Using reduced APC to incentivise later collection of deposits and balances may be an option.
What are your views on the financial impacts or benefits of streamlining the regulatory framework? Please explain your reasoning, including any particular views on a single set of regulations, a single regulator or moving to a single scheme covering both air packages and non-air packages.
A single Regulator, scheme of Regulation and set of Regulations would provide a clearer, more efficient and consistent framework for the industry and consumers alike. Untangling the current regimes will be a difficult task but if done incrementally should be achievable over the medium term.

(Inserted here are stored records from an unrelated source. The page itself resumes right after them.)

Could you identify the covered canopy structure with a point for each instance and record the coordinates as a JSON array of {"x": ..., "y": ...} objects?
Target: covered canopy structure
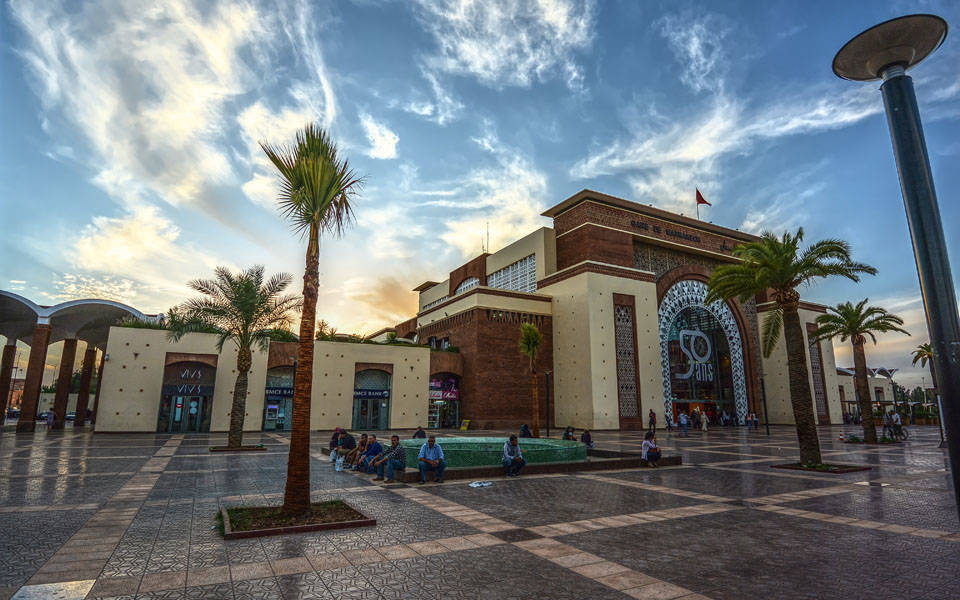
[{"x": 39, "y": 326}]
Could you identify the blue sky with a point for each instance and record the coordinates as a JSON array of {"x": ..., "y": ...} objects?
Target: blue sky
[{"x": 129, "y": 161}]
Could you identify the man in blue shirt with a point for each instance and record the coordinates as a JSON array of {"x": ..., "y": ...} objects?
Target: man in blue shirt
[
  {"x": 373, "y": 451},
  {"x": 431, "y": 459},
  {"x": 512, "y": 457},
  {"x": 393, "y": 459}
]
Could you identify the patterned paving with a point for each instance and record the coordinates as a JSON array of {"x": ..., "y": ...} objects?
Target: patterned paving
[{"x": 131, "y": 516}]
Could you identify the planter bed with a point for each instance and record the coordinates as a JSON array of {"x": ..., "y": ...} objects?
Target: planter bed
[
  {"x": 620, "y": 460},
  {"x": 825, "y": 468},
  {"x": 256, "y": 448},
  {"x": 259, "y": 521}
]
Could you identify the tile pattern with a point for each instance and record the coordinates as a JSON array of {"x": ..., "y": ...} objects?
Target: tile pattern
[{"x": 724, "y": 525}]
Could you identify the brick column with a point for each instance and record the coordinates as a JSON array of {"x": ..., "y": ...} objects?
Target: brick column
[
  {"x": 86, "y": 374},
  {"x": 67, "y": 360},
  {"x": 31, "y": 387},
  {"x": 6, "y": 366},
  {"x": 96, "y": 395}
]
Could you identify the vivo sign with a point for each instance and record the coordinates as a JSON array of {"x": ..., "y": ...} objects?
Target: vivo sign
[{"x": 700, "y": 367}]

Do you have any views on whether the ATOL scheme should:
We remain open to welcome views on the impacts of overlapping protection in the context of the ATOL scheme, and how it can be minimised.
In our experience Section 75 of the Consumer Credit Act 1974 creates a huge overlap in protection arrangements which serves no purpose other than to confuse both the market and consumers. The overlap leads to over-zealous commercial and security terms between merchant services suppliers and travel companies which can often result in soured relationships. In the event of insolvency, merchant suppliers and banks act aggressively and sometimes ulta vires in an attempt to gain priority over funds in bank and merchant accounts. None of this creates a commercial environment that travel companies are relaxed to work in. The benefit to the consumer of S75 doesn’t seem to warrant the negative effects described because a large proportion of the public are unaware of their rights and in any event should be adequately protected by the PTD and ATOL Regulations.

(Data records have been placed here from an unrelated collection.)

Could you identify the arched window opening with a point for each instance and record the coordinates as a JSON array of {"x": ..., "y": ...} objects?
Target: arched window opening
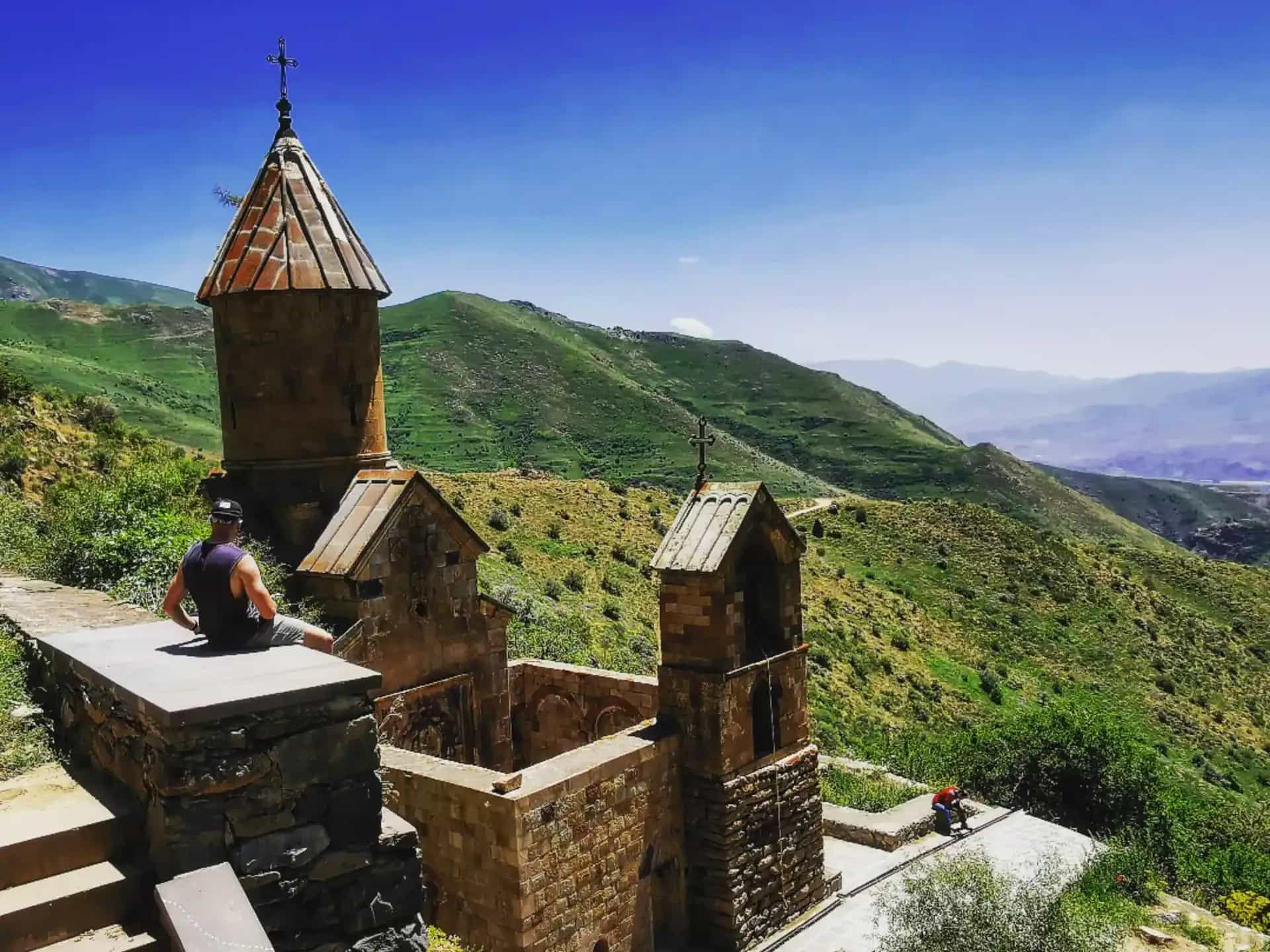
[
  {"x": 765, "y": 710},
  {"x": 355, "y": 397},
  {"x": 759, "y": 580}
]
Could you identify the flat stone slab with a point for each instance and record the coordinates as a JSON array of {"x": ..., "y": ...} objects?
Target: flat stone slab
[
  {"x": 1015, "y": 846},
  {"x": 889, "y": 829},
  {"x": 164, "y": 672},
  {"x": 206, "y": 910}
]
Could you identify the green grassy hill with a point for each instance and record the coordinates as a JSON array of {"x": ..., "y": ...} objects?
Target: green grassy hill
[
  {"x": 33, "y": 282},
  {"x": 479, "y": 385},
  {"x": 157, "y": 364},
  {"x": 1171, "y": 508},
  {"x": 925, "y": 612}
]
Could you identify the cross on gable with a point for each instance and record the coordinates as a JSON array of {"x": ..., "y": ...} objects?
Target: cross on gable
[
  {"x": 282, "y": 63},
  {"x": 701, "y": 441}
]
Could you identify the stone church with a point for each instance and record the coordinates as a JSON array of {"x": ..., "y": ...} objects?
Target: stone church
[{"x": 558, "y": 808}]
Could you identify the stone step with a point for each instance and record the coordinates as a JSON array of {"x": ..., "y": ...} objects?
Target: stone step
[
  {"x": 112, "y": 938},
  {"x": 37, "y": 914},
  {"x": 51, "y": 824}
]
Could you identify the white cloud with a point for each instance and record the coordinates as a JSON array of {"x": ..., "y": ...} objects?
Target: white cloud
[{"x": 693, "y": 328}]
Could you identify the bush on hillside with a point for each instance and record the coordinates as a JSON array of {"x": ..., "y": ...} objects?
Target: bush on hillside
[
  {"x": 97, "y": 414},
  {"x": 15, "y": 386},
  {"x": 966, "y": 905}
]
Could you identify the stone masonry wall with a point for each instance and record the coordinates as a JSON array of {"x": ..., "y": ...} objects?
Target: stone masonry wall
[
  {"x": 558, "y": 707},
  {"x": 603, "y": 853},
  {"x": 583, "y": 848},
  {"x": 290, "y": 797},
  {"x": 713, "y": 711},
  {"x": 429, "y": 623},
  {"x": 468, "y": 843},
  {"x": 756, "y": 850}
]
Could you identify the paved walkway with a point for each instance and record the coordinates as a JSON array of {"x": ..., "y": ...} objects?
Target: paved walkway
[
  {"x": 1015, "y": 846},
  {"x": 821, "y": 503}
]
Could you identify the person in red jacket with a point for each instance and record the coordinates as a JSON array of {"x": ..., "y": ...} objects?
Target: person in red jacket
[{"x": 949, "y": 801}]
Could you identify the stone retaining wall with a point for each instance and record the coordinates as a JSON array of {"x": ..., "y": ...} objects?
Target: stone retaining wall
[
  {"x": 290, "y": 797},
  {"x": 757, "y": 850}
]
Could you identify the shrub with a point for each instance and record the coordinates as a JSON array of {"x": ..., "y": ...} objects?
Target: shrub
[
  {"x": 95, "y": 413},
  {"x": 964, "y": 905},
  {"x": 15, "y": 386},
  {"x": 1246, "y": 908},
  {"x": 865, "y": 791},
  {"x": 991, "y": 684}
]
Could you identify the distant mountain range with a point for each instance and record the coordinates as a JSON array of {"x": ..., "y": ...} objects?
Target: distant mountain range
[
  {"x": 1173, "y": 426},
  {"x": 34, "y": 282}
]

We welcome responses from businesses on any of the above areas regarding the impact of the ATOL 2012 reform to inform our Post Implementation Review. Please explain your reasoning.

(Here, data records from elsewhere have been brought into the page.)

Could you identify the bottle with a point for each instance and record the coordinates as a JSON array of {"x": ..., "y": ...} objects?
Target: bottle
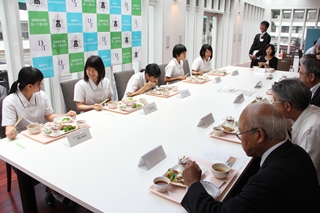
[{"x": 291, "y": 69}]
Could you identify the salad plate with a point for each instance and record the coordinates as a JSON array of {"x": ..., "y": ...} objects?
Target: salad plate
[
  {"x": 62, "y": 119},
  {"x": 65, "y": 129},
  {"x": 175, "y": 174}
]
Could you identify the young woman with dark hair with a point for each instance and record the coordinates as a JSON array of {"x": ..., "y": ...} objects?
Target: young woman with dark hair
[{"x": 94, "y": 87}]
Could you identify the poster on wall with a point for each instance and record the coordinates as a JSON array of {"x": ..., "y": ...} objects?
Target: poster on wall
[{"x": 64, "y": 33}]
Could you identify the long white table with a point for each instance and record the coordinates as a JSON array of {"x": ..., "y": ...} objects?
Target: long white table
[{"x": 102, "y": 175}]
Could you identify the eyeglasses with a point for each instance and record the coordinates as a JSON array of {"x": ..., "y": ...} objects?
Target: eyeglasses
[{"x": 238, "y": 134}]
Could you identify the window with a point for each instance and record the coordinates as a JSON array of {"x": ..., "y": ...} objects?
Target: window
[
  {"x": 298, "y": 14},
  {"x": 286, "y": 14},
  {"x": 311, "y": 14},
  {"x": 275, "y": 14},
  {"x": 285, "y": 29}
]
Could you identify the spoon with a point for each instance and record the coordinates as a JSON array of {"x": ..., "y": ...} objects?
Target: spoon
[{"x": 224, "y": 182}]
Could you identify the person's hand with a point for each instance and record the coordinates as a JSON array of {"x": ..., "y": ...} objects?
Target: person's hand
[
  {"x": 97, "y": 107},
  {"x": 191, "y": 173},
  {"x": 72, "y": 114},
  {"x": 11, "y": 134}
]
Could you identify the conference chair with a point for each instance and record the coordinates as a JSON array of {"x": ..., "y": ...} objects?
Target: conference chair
[
  {"x": 3, "y": 135},
  {"x": 67, "y": 88},
  {"x": 186, "y": 67},
  {"x": 121, "y": 78},
  {"x": 163, "y": 72}
]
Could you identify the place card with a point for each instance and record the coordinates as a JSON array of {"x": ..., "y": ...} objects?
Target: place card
[
  {"x": 269, "y": 77},
  {"x": 185, "y": 93},
  {"x": 239, "y": 99},
  {"x": 206, "y": 121},
  {"x": 77, "y": 137},
  {"x": 216, "y": 80},
  {"x": 149, "y": 108},
  {"x": 258, "y": 85},
  {"x": 152, "y": 158},
  {"x": 234, "y": 73}
]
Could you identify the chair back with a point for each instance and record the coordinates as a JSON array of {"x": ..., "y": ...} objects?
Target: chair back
[
  {"x": 67, "y": 88},
  {"x": 121, "y": 79},
  {"x": 2, "y": 128},
  {"x": 186, "y": 67},
  {"x": 162, "y": 68}
]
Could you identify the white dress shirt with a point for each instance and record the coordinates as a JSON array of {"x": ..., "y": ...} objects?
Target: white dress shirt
[
  {"x": 306, "y": 133},
  {"x": 174, "y": 69},
  {"x": 16, "y": 103}
]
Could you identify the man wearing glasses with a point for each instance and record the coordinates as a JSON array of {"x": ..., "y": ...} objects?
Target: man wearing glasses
[
  {"x": 283, "y": 168},
  {"x": 310, "y": 76},
  {"x": 291, "y": 97}
]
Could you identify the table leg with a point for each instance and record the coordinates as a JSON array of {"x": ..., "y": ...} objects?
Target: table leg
[{"x": 27, "y": 193}]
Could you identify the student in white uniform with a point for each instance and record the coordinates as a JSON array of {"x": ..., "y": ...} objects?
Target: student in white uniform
[
  {"x": 25, "y": 97},
  {"x": 143, "y": 81},
  {"x": 94, "y": 88},
  {"x": 174, "y": 69},
  {"x": 202, "y": 63}
]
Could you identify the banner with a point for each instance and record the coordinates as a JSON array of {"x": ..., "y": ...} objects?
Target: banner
[{"x": 64, "y": 33}]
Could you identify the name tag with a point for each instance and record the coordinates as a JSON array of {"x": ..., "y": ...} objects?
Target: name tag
[
  {"x": 216, "y": 80},
  {"x": 235, "y": 73},
  {"x": 149, "y": 108},
  {"x": 185, "y": 93},
  {"x": 239, "y": 99},
  {"x": 77, "y": 137}
]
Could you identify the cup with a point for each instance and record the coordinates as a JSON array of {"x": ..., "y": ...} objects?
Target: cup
[
  {"x": 220, "y": 170},
  {"x": 161, "y": 184},
  {"x": 34, "y": 128},
  {"x": 81, "y": 123}
]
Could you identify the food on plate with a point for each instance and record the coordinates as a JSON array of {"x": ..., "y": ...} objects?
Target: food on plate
[
  {"x": 174, "y": 176},
  {"x": 227, "y": 128},
  {"x": 67, "y": 128}
]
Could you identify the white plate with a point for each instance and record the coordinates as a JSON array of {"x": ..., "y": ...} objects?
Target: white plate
[
  {"x": 62, "y": 119},
  {"x": 62, "y": 132},
  {"x": 180, "y": 168},
  {"x": 212, "y": 189}
]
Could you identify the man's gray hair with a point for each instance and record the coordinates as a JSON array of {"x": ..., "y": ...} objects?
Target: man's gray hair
[
  {"x": 311, "y": 64},
  {"x": 294, "y": 91},
  {"x": 273, "y": 123}
]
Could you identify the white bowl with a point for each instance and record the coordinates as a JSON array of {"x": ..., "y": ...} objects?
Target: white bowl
[
  {"x": 161, "y": 184},
  {"x": 113, "y": 104},
  {"x": 34, "y": 128},
  {"x": 220, "y": 170},
  {"x": 81, "y": 123}
]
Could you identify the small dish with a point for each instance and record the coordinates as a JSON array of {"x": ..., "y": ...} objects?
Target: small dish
[{"x": 62, "y": 119}]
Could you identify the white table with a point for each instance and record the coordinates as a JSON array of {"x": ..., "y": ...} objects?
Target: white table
[{"x": 102, "y": 174}]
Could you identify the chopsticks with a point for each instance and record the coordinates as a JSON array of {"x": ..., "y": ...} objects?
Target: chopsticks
[
  {"x": 105, "y": 101},
  {"x": 19, "y": 119}
]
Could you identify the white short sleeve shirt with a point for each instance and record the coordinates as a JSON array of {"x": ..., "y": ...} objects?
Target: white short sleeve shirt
[
  {"x": 89, "y": 93},
  {"x": 201, "y": 64},
  {"x": 174, "y": 69},
  {"x": 136, "y": 82},
  {"x": 16, "y": 103}
]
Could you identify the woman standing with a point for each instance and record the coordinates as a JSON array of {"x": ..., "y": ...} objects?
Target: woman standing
[
  {"x": 268, "y": 60},
  {"x": 202, "y": 63},
  {"x": 94, "y": 87}
]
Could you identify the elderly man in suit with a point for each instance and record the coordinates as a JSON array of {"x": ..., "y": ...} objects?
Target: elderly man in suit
[
  {"x": 291, "y": 97},
  {"x": 285, "y": 169},
  {"x": 310, "y": 76},
  {"x": 259, "y": 43}
]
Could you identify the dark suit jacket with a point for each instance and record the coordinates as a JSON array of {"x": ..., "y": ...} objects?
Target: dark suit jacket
[
  {"x": 286, "y": 182},
  {"x": 315, "y": 100}
]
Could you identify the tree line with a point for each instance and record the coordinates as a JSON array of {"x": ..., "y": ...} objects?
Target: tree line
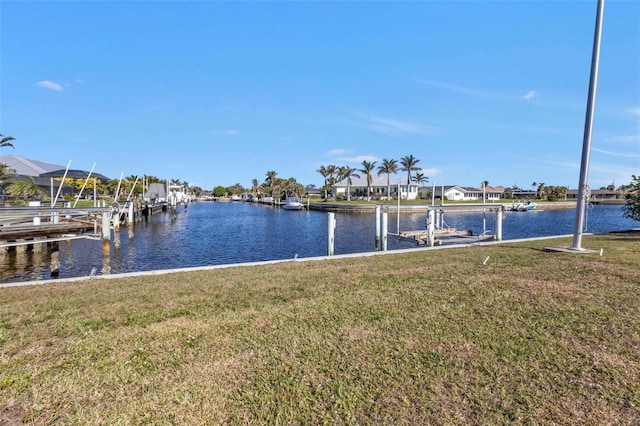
[{"x": 333, "y": 174}]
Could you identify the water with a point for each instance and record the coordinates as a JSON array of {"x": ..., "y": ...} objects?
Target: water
[{"x": 225, "y": 233}]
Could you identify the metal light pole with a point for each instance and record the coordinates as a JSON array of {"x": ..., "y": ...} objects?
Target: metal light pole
[{"x": 588, "y": 128}]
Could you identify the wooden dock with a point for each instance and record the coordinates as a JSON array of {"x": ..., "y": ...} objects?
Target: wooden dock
[{"x": 440, "y": 235}]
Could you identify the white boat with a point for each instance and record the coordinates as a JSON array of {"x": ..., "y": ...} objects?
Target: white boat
[
  {"x": 525, "y": 207},
  {"x": 293, "y": 203}
]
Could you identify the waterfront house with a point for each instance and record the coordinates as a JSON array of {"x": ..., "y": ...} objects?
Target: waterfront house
[
  {"x": 597, "y": 195},
  {"x": 462, "y": 193},
  {"x": 378, "y": 188}
]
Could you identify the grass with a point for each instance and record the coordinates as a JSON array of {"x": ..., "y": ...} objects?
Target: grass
[{"x": 420, "y": 337}]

The introduction of the APC has been an effective means of reducing the deficit in the ATTF but a change in its use is now required. It should be used as a tool to incentivise travel companies to act to reduce risk on the ATT and to the consumer. In doing so, the use of ATOL can be extended both to different types of sales of travel arrangements (flight only and LTAs) and into different markets currently established inside the EU but outside the UK. This in turn would maintain the viability of ATOL as a financially sustainable model. This should be done via education and communication with the industry – both UK and EU-wide.
The implementation of Flight Plus has been as useful ‘stepping stone’ to enable the industry migrate more gradually into a more widely applicable financial protection regime but it should now be absorbed into the new definitions under the PTD. ATOL protection should apply to all packages and LTAs which include a flight, tempered according to risk using the APC. This should maintain consistency and predictability for the public, whilst maintaining financial viability of the ATTF via APC contributions.
The introduction of standard agency terms and ATOL standard terms has encouraged better written commercial terms between principal ATOL holders and their agents as well as more effective contractual terms with consumers. Consequently, pipeline monies are better protected and consumers are better educated and informed about ATOL protection. These provisions should be maintained.
The introduction of ATOL certificates has promoted the ‘ATOL brand’ and has given the consumer better and clearer information about ATOL protection and how it applies. Certificated should be retained and developed in combination with the information obligations in the 2015 PTD.